Too Angry to Forgive…12/13/06

I¬†was raised in an fearful, threatening, condesending homelife. While I’m now over 50 years old the wounds and hurt have never gone away and have been reminders that always left me wondering if I was that stupid, ugly, or deformed to not have love and respect. In short my father was disconnected from me most of the time and when he did connect it was with a slap, a strap or a fist.

My mother taunted me with her love and would use it to manipulate me. ” I will love you only if you” fill in the rest. She weilded her love like a weapon. Basically saying, no one else could love you so take the love I give because I’m the only one who does, but you have to do this for me. My existence in my family was always conditional. You may have a place to sleep but you have to shovel snow. You may have food to eat but you have to clean the bathrooms. My brothers did nothing and didn’t have to but watch out if I missed mowing the lawn or vaccuming the rugs. It wasn’t enough to be an honor student, champion swimmer and have part time jobs in high school and college. I was still the invisible child and basically never wanted. It hurt to understand this because you never really admitted these things when you were younger because all you wanted to do is survive. I’m not sure if I can ever really forgive as the pain is all too crushing.
What do you think? Thanks for letting me vent.

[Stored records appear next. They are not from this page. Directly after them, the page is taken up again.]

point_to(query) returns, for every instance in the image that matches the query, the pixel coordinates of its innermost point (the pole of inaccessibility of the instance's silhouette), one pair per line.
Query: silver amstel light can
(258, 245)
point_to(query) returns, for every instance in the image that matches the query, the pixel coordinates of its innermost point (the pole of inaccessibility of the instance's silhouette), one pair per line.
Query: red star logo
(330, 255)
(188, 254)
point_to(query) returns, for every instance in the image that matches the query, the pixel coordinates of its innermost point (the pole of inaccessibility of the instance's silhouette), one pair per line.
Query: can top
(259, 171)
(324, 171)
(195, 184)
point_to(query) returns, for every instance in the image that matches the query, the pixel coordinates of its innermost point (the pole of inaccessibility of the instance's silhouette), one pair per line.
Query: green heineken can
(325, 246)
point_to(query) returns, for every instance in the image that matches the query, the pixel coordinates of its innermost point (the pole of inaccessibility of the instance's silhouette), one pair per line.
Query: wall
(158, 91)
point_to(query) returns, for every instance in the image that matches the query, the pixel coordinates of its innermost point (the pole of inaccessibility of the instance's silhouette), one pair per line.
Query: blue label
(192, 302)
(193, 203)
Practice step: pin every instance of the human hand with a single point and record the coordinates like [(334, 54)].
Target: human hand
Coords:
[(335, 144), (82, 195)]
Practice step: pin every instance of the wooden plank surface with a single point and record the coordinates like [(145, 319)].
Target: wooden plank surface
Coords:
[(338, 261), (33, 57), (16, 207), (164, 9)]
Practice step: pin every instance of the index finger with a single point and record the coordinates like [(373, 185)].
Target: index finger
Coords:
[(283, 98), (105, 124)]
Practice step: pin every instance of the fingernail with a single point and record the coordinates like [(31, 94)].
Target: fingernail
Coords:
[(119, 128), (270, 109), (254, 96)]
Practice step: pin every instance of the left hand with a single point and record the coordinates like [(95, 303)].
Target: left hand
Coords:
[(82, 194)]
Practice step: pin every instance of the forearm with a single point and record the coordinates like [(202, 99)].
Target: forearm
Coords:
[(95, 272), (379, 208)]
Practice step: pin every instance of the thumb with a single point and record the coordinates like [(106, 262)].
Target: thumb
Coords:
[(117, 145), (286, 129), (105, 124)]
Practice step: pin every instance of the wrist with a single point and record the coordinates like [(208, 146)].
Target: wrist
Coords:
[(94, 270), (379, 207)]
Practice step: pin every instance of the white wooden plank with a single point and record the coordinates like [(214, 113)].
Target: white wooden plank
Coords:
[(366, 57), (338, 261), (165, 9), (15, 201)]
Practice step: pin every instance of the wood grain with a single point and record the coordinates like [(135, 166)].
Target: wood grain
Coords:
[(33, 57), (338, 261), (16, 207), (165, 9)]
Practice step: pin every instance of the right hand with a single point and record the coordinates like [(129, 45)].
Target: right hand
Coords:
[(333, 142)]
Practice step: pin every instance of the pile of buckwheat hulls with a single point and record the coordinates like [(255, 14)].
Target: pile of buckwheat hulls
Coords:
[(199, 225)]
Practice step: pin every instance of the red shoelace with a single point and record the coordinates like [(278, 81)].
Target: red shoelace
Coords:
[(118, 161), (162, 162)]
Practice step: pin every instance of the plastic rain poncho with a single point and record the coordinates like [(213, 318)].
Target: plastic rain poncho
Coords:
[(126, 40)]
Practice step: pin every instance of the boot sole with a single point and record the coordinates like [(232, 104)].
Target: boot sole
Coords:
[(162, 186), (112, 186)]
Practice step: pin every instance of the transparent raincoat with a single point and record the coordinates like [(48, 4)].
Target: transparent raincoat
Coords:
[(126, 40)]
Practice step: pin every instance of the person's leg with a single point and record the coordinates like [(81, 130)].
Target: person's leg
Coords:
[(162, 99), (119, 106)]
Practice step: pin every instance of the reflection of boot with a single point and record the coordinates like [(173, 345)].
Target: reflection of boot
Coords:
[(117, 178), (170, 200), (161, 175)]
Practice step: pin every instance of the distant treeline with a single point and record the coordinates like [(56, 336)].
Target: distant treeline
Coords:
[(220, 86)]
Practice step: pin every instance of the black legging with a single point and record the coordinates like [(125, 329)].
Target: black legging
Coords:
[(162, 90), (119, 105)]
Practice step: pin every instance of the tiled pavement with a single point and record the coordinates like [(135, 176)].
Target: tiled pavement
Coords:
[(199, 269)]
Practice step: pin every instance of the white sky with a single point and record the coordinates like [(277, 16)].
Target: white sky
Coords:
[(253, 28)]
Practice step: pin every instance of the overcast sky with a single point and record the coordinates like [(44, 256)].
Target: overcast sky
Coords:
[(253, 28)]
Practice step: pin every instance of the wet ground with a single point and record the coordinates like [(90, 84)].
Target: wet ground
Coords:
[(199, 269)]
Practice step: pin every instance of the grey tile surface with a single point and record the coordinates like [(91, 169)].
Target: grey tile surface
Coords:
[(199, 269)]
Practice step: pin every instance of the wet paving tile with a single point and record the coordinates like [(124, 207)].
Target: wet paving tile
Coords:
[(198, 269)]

Dear Friend, my heart goes out to you. I grew up in a violent home and can identify with the fear and suffering you experienced.
A lot of things helped me move on in my life including my faith.
One grief expert said something that really helped me: “you can’t go back. You can’t stay where you are. You must move forward.”
If you keep dwelling on the pain – you will continue to hurt. It’s awful what happened to you – but, forgiveness is your only way out – the only way you will heal and become a whole person. Forgiveness doesn’t mean that you condone what happened to you but, it means you choose to let go of the anger towards those who have hurt you. You may need counseling to help you work through this but, let your experience make you a better and stonger person. Don’t let your parents’ offenses control your emotional, mental and spiritual health.
Resentment will hold you back from the future and keep you ensnared in the past.
Someone wrote:
“Resentment is like taking poison and waiting for the other person to die.”
You can gain a lot from your childhood. You can be the person who breaks the cycle of ‘conditional love’ and abuse.
You can be the one who rises to a higher standard of living and loving. You can gain courage to move forward and live a better life.
I pray that you will!
Lynette J. Hoy, NCC, LCPC
Diplomate, AAAMP; President, CounselCare Connection, P.C.